In practice, steganalysis is used as a way to evaluate the security of a steganographic scheme empirically: it aims at detecting whether a medium has been tampered with - but not to detect what is in the medium or how it has been embedded. By the use of features, one can get some relevant characteristics of the considered medium, and assess, by the use of machine learning tools, usually, whether the medium is genuine or not, This is only one way to perform steganalysis, but it remains the most common.
One of the main issues with this scheme is that people tend to use more and more features extracted from the media (we consider only JPEG images in this article) in order to increase the performances of detection of modified images.

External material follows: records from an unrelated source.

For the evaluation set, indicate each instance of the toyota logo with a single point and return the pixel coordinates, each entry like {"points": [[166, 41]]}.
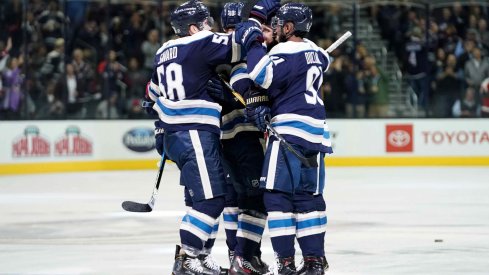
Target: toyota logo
{"points": [[399, 138]]}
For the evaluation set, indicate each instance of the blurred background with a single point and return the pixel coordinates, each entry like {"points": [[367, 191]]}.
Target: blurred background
{"points": [[76, 59]]}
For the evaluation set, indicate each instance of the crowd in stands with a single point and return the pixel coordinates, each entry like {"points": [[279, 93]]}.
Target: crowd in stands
{"points": [[443, 56], [87, 59]]}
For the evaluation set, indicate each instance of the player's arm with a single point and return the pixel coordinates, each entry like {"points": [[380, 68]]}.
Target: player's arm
{"points": [[152, 89], [324, 55], [221, 48]]}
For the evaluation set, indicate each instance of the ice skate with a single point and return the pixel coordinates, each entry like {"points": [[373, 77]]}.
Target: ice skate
{"points": [[185, 264], [209, 264], [240, 266], [313, 266], [286, 266], [230, 256], [259, 265]]}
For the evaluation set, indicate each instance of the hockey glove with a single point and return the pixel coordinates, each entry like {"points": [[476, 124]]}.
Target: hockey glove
{"points": [[248, 33], [148, 107], [159, 131], [257, 108], [264, 9], [221, 94]]}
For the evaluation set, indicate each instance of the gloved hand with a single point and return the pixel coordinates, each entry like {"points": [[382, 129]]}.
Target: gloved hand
{"points": [[257, 107], [159, 131], [257, 115], [247, 33], [264, 9], [221, 94]]}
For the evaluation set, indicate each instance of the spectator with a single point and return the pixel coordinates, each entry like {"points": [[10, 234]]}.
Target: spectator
{"points": [[51, 106], [149, 49], [476, 69], [12, 93], [54, 63], [136, 80], [415, 63], [355, 97], [334, 89], [483, 33], [51, 21], [484, 94], [84, 71], [448, 88], [135, 110], [108, 108], [72, 90], [114, 75], [377, 89], [468, 106]]}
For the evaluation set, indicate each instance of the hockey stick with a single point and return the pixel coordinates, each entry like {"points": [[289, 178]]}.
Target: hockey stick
{"points": [[338, 42], [308, 162], [246, 10], [133, 206]]}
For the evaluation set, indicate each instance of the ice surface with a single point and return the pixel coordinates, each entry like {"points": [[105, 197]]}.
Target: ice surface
{"points": [[380, 221]]}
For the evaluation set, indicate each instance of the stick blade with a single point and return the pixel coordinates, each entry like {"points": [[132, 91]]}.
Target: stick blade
{"points": [[132, 206]]}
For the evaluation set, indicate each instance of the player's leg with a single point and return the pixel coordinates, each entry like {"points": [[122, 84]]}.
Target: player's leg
{"points": [[197, 155], [244, 153], [310, 209], [280, 176], [231, 211]]}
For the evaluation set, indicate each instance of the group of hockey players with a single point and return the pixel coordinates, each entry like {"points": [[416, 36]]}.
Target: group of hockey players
{"points": [[216, 139]]}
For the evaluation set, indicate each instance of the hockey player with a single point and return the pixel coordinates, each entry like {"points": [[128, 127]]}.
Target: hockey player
{"points": [[244, 212], [292, 74], [191, 122]]}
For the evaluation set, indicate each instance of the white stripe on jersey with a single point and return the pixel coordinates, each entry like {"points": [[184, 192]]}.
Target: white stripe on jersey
{"points": [[301, 132], [236, 49], [199, 155], [272, 165], [187, 111], [262, 73], [247, 127]]}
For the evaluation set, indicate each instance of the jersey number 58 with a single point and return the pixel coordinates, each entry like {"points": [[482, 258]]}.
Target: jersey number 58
{"points": [[173, 77]]}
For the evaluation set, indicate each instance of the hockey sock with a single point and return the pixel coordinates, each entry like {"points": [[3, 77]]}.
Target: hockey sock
{"points": [[212, 239], [310, 232], [282, 232], [230, 218], [251, 225], [197, 225]]}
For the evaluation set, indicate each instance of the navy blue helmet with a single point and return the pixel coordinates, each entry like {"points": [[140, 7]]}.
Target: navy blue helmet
{"points": [[189, 13], [299, 14], [231, 14]]}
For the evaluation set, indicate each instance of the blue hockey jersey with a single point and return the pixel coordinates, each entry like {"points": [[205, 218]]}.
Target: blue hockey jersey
{"points": [[178, 85], [292, 72]]}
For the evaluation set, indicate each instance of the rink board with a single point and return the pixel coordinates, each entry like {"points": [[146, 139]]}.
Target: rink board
{"points": [[70, 145]]}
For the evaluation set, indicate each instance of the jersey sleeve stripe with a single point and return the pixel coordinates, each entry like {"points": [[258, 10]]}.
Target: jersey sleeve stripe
{"points": [[192, 111], [262, 74]]}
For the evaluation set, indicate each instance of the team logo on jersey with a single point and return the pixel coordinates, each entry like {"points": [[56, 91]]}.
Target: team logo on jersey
{"points": [[139, 140], [399, 138], [31, 144], [73, 143]]}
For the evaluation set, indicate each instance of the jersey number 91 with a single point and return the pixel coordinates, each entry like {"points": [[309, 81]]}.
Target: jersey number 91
{"points": [[313, 84]]}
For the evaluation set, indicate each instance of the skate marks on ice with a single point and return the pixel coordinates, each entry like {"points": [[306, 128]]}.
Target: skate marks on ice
{"points": [[380, 221]]}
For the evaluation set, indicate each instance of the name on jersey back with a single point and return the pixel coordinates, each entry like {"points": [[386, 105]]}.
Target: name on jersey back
{"points": [[170, 53], [312, 58]]}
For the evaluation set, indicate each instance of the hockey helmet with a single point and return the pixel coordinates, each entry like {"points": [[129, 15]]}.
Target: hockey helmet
{"points": [[297, 13], [189, 13], [231, 14]]}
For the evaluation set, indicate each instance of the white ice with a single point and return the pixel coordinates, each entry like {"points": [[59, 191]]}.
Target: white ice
{"points": [[380, 221]]}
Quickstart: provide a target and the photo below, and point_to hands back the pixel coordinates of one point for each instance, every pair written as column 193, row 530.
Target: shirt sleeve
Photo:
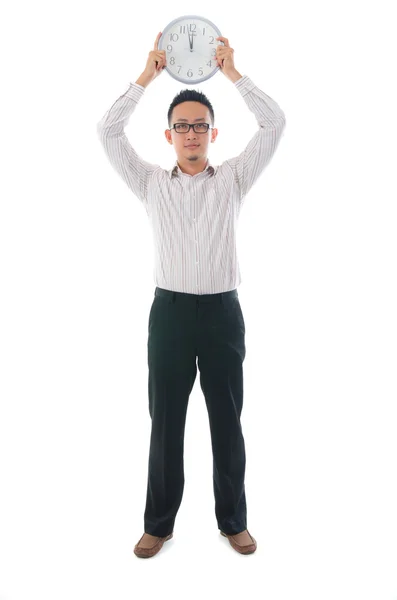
column 135, row 171
column 248, row 165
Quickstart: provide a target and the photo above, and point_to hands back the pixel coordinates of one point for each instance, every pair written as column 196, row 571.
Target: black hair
column 190, row 96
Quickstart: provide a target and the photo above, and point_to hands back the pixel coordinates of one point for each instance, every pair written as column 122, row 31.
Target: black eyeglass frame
column 192, row 125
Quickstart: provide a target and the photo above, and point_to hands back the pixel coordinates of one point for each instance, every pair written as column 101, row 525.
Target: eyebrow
column 179, row 120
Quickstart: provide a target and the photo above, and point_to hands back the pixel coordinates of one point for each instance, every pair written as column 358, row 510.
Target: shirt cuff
column 244, row 85
column 135, row 91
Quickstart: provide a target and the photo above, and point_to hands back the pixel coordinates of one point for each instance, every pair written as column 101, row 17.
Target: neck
column 192, row 167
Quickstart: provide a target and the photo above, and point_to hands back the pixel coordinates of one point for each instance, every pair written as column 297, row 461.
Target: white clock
column 190, row 46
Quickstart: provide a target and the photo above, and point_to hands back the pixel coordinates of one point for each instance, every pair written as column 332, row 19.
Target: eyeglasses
column 197, row 127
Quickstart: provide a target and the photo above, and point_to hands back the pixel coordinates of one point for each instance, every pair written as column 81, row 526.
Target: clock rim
column 181, row 79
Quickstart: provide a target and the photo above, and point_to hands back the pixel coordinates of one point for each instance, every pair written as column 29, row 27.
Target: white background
column 317, row 251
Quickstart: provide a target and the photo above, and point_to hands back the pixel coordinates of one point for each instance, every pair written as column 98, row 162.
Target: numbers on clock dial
column 200, row 40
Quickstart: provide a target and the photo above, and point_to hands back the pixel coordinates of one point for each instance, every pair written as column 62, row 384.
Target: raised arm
column 131, row 167
column 248, row 165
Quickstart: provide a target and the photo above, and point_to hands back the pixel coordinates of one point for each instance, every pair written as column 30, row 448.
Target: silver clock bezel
column 168, row 27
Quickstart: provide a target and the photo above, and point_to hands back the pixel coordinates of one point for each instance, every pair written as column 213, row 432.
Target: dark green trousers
column 183, row 329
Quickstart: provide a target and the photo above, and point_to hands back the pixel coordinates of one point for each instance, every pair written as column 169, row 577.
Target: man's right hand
column 155, row 62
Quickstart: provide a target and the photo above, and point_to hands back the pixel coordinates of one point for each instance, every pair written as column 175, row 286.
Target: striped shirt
column 194, row 217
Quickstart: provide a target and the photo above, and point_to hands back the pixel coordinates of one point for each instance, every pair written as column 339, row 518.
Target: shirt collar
column 175, row 171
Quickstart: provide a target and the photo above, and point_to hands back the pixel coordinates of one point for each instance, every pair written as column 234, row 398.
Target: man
column 196, row 312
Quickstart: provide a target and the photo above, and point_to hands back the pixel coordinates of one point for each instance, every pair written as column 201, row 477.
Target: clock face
column 190, row 46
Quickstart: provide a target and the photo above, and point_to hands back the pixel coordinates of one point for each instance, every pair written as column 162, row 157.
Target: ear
column 168, row 137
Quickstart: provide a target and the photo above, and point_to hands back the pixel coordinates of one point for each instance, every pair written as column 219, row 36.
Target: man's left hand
column 224, row 58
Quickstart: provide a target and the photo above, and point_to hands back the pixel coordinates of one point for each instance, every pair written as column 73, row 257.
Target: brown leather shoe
column 249, row 549
column 148, row 552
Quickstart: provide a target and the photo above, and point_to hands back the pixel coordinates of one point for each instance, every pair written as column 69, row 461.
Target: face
column 191, row 112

This number of features corresponds to the dimensionality of the space in which are performed machine learning processes (typically, training of a classifier). This usually leads to very high dimensional spaces for which many problems arise (in comparison to low dimensional spaces): mainly, the required number of images to have an appropriate filling of the space in which the classifier is trained, is never reached. This filling is required for the classifier to train on properly distributed data among the feature space. Also, when the number of features is too high, interpretation of the most relevant features becomes very difficult if not to say impossible.
In this article, some of the problems encountered because of the high dimensionality of the problem usually met in steganalysis, are presented, along with possible solutions.
To the problem of the required number of images for filling the space, is proposed an evaluation of a sufficient number of images: a bootstrap algorithm is used to estimate the variance of the classifier's results for different amounts of images. Once the variance is low enough to have accurate results, the number of images required for that number of features is attained.
With this sufficient number of images, feature selection is then performed, with a forward algorithm, in an attempt to decrease the dimensionality and also to gain interpretability over which features have been reacting the most. Hence, a knowledge of the steganographic's scheme can be inferred and its scheme could be modified accordingly to improve its security.
These ideas are combined in a methodology, which is tested on 6 different steganographic algorithms, for different sizes of the embedded information. The result is an estimation of the sufficient number of images for obtaining results with low enough variance. Selected sets of features also enable to keep the same performances (within the small variance range) while providing insights on the weaknesses of each algorithm. These weaknesses are analyzed separately for each algorithm.
In conclusion, the proposed methodology enabled to estimate the variance of typically given results for steganalysis, along with added interpretability. The proposed reduced sets of features have also made it possible to keep the same performances as for the full set.